18. Tentang Jami

1.2K 152 21
                                    

Edis mengendap-endap di setiap anak tangga. Sangat pelan agar menimbulkan suara seminimal mungkin. Dia masuk ke salah satu kamar di mana si empunya masih terjaga menatap lurus ke langit-langit kamar. Kegiatan mengawangnya itu terputus kala pintu terbuka dan siluet orang bergerak masuk.

Sontak dia duduk dari posisi berbaring sambil mengusap dadanya yang sempat bergemuruh akibat terkejut.

"Pih! Kirain maling!"

Tanpa permisi, Ayah tiga anak itu langsung beringsut menempati sisi ranjang samping Vander.

"Kenapa nih?" tanya Vander terheran-heran.

"Apih lagi kabur dari Amih. Masa mau nemuin anak sendiri nggak boleh."

Vander ingat sekarang. Tadi, Edis mendadak meminta untuk tidur bersama si putra sulung. Namun Cendi melarang keras dengan alasan cara tidur Edis yang mengorok dapat mengganggu Vander.

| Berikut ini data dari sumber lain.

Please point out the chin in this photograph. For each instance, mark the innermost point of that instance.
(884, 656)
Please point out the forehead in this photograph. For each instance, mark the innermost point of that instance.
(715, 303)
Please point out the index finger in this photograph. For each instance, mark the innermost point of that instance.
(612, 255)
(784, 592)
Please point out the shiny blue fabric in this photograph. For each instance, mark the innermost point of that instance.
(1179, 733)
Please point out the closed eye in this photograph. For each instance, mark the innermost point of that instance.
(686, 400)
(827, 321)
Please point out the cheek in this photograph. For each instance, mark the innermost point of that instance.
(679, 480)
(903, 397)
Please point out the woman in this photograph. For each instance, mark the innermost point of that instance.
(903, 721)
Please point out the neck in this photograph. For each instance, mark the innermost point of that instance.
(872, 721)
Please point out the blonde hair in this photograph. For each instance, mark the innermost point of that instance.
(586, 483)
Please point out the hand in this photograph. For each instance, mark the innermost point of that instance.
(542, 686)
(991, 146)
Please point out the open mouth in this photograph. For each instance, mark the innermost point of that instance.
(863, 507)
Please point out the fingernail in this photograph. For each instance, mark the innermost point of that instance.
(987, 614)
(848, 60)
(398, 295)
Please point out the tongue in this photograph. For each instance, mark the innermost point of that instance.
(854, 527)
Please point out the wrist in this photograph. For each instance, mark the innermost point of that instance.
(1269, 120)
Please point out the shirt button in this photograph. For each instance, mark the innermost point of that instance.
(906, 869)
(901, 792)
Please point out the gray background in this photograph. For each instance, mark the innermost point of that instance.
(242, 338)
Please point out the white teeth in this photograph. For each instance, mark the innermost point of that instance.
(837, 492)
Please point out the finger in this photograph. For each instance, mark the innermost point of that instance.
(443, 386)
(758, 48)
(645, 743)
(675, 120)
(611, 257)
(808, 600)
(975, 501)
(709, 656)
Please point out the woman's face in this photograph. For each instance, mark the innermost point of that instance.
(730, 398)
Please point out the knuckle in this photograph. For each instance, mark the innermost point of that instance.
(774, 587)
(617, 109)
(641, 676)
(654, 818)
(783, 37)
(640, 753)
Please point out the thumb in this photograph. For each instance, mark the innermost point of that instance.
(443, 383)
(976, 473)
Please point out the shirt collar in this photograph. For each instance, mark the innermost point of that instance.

"Kok akhirnya bisa ke sini gimana?"

"Apih bilang Amih bau ketek. Terus pas Amih ke kamar mandi, Apih ke sini."

Si sulung memutar bola mata lantas ikut merebahkan diri seperti sang Ayah. "Ada-ada aja deh. Kaya anak kecil."

Edis terkekeh, lalu mengangkat selimut sampai menutup sebatas dada keduanya.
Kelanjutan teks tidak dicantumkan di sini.